House of Cards has everything it takes to be a quality show. It has a middle-aged male anti-hero (Kevin Spacey). It takes on a serious subject, U.S. politics, in a cynical manner. And it’s shot like a feature film, in the style of David Fincher, who produces the show and directed the pilot. Yet the Netflix series, whose second season premieres on Feb. 14, hasn’t made it into the pantheon of can’t-miss dramas like Mad Men or Breaking Bad. Call it a new kind of show for an era where TV is taken seriously: a show with all the signifiers of great TV that isn’t really great.

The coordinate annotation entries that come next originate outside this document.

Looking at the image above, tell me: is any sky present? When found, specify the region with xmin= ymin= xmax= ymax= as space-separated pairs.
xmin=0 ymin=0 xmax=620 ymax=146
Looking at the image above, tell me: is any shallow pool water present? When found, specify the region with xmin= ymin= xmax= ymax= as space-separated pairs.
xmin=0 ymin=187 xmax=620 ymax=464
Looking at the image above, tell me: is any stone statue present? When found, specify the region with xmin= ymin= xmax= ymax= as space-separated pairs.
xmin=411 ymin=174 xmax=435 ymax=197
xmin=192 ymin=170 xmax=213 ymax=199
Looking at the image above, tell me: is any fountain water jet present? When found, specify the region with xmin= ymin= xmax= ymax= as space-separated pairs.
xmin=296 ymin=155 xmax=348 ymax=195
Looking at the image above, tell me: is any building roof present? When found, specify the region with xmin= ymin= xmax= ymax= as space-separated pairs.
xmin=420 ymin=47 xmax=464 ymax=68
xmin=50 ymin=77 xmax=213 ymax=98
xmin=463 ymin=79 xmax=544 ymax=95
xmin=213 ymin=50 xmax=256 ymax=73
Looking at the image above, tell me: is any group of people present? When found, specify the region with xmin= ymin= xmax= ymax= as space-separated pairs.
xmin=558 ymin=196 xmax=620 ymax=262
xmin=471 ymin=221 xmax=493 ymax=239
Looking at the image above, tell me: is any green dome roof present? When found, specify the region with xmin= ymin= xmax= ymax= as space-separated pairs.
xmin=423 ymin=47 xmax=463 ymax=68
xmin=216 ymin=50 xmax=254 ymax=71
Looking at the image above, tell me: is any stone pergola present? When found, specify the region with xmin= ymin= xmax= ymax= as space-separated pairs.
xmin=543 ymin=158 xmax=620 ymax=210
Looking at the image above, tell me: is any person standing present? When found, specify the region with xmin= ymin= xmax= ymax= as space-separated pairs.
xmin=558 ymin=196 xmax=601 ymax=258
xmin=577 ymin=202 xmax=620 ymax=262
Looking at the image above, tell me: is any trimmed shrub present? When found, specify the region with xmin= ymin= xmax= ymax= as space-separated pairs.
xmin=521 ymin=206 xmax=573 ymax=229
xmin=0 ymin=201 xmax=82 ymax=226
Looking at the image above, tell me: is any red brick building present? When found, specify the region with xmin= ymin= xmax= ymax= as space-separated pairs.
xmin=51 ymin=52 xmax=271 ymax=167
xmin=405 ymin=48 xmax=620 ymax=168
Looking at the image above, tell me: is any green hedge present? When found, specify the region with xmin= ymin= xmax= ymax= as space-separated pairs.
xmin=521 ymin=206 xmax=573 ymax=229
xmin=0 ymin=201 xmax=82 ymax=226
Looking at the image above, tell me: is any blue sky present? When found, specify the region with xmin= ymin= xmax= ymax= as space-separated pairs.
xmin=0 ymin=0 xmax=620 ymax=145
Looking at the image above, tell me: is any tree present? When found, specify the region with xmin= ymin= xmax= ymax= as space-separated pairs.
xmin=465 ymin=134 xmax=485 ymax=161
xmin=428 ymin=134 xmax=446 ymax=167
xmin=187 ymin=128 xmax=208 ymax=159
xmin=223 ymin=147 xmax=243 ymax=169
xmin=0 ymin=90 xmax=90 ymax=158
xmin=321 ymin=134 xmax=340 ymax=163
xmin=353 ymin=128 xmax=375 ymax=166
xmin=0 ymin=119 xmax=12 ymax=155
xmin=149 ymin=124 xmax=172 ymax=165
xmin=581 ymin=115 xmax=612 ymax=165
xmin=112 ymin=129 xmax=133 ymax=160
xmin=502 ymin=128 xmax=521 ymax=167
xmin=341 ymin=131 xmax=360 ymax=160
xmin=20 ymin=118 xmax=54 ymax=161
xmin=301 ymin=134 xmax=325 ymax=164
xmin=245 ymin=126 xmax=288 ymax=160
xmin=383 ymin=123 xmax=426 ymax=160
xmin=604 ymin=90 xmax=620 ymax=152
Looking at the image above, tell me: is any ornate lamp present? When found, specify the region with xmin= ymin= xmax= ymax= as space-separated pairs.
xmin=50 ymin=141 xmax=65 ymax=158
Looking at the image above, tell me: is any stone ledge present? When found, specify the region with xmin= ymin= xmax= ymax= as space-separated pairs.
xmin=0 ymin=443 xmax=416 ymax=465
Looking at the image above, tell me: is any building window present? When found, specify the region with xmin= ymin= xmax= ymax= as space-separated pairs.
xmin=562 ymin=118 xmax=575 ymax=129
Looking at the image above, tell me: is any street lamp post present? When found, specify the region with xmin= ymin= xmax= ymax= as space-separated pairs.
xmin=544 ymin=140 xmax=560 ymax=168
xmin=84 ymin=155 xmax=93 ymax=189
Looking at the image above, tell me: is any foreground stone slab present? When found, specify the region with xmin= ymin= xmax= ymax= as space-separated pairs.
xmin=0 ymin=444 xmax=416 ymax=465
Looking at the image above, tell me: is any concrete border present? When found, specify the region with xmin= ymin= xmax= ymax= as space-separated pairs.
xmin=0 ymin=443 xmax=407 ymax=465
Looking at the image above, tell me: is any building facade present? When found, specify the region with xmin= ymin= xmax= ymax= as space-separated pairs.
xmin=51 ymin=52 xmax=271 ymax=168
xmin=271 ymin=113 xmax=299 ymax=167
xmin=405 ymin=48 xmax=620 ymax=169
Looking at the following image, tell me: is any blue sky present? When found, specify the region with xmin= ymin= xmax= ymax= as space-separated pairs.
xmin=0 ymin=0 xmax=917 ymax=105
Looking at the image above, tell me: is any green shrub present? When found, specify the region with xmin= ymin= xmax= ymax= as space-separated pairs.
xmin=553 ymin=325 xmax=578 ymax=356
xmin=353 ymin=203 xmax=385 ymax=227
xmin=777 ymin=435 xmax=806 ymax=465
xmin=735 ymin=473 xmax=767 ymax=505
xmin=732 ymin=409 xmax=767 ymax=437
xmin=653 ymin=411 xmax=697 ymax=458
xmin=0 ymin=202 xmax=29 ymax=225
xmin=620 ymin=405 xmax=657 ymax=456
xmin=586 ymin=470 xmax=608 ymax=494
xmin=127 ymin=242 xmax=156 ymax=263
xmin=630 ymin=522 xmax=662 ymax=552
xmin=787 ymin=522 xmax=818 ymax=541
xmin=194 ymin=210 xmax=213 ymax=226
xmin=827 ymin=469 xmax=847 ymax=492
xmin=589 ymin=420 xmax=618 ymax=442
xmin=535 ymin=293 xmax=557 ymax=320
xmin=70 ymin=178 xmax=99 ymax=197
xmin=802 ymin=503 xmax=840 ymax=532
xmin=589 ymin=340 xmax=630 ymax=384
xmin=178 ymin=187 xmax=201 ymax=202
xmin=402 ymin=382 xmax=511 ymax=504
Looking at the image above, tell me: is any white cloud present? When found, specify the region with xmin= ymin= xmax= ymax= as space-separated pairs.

“I think House Of Cards is a ‘quality’ show that’s lacking,” says Todd VanDerWerff, TV editor of The Onion’s AV Club. “I liked individual performances or elements, but it has no real point beyond telling us, over and over, that politics is corrupt, and aren’t we smart for being cynical about the whole business.” This kind of reaction was common enough that the first season of the show received mixed reviews and managed only one major Emmy award, for Fincher. And in contrast to Mad Men’s huge cultural impact, House of Cards hasn’t caught on except in Washington, where President Barack Obama enjoys how “ruthlessly efficient” Spacey’s anti-heroic Congressman is in getting things done.

At least House of Cards has some admirers; more often, would-be quality dramas don’t even get that much. AMC, the network of Breaking Bad, tried to debut other shows in a similar style with mixed success; Low Winter Sun, a cynical crime drama in the style of The Wire, got dismal reviews and folded after one season. Another network, Starz, run by former HBO boss Chris Albrecht, rolled out one failed “quality” drama after another, from the cynical political show Boss (starring Kelsey Grammer as a corrupt mayor) to the cynical period drama Magic City (starring Jeffrey Dean Morgan as a corrupt hotel owner).

It may be that the rules for making a quality drama, as laid down by The Sopranos in 1999, have become over-familiar. Jason Mittell, professor of American studies and film and media culture at Middlebury College and author of the book Complex TV, calls it an “example of the phrase that some TV scholars have used: ‘innovation/imitation/saturation,’ ” where a revolutionary style gets co-opted and becomes dull.

Everyone has a favourite example of the low-quality quality drama. Christopher Bird, who writes a TV column for Torontoist, points to House of Lies, a cynical Showtime drama about amoral consultants: “It wastes the actors, the style is grating and the writing is just bland.” VanDerWerff picks Ray Donovan, a cynical Showtime drama about an amoral consultant, “simply because it’s so well-worn at this point. The show seemed to spend roughly half its first season having characters talk about how awesome Ray was, so that the audience would always be aware we were supposed to think he was cool.” And Canadian TV journalist Diane Wild says she finds it annoying when Downton Abbey is considered great TV: “It became impossible to ignore that this is kitsch dressed in Edwardian finery.” These shows present themselves as hard-hitting antidotes to the status quo, but with their similarly dark perspectives and soapy plots, they may be just as much a part of typical TV as any bland crime procedural.

Still, Mittell says, just because there’s been a glut of this kind of drama doesn’t invalidate truly great shows in the subgenre, like Masters of Sex, an anti-hero drama about sex researchers Masters and Johnson that recalls Mad Men but found its own distinctive style. “Being imitative should not be an automatic knock against a program—pretty much every great TV show builds off predecessors.” And sometimes a show can start off disappointingly and turn itself around. Boardwalk Empire, a cynical crime drama, originally didn’t quite live up to HBO’s hype, but has grown in esteem over the years; Bird says “it’s so atypical in how it approaches the anti-hero drama that it has become brilliant.” The question for the second season of House of Cards may be whether it too can find its own distinctive take on the anti-hero style. That may be the only way to make the jump from a “quality” show to just a quality show.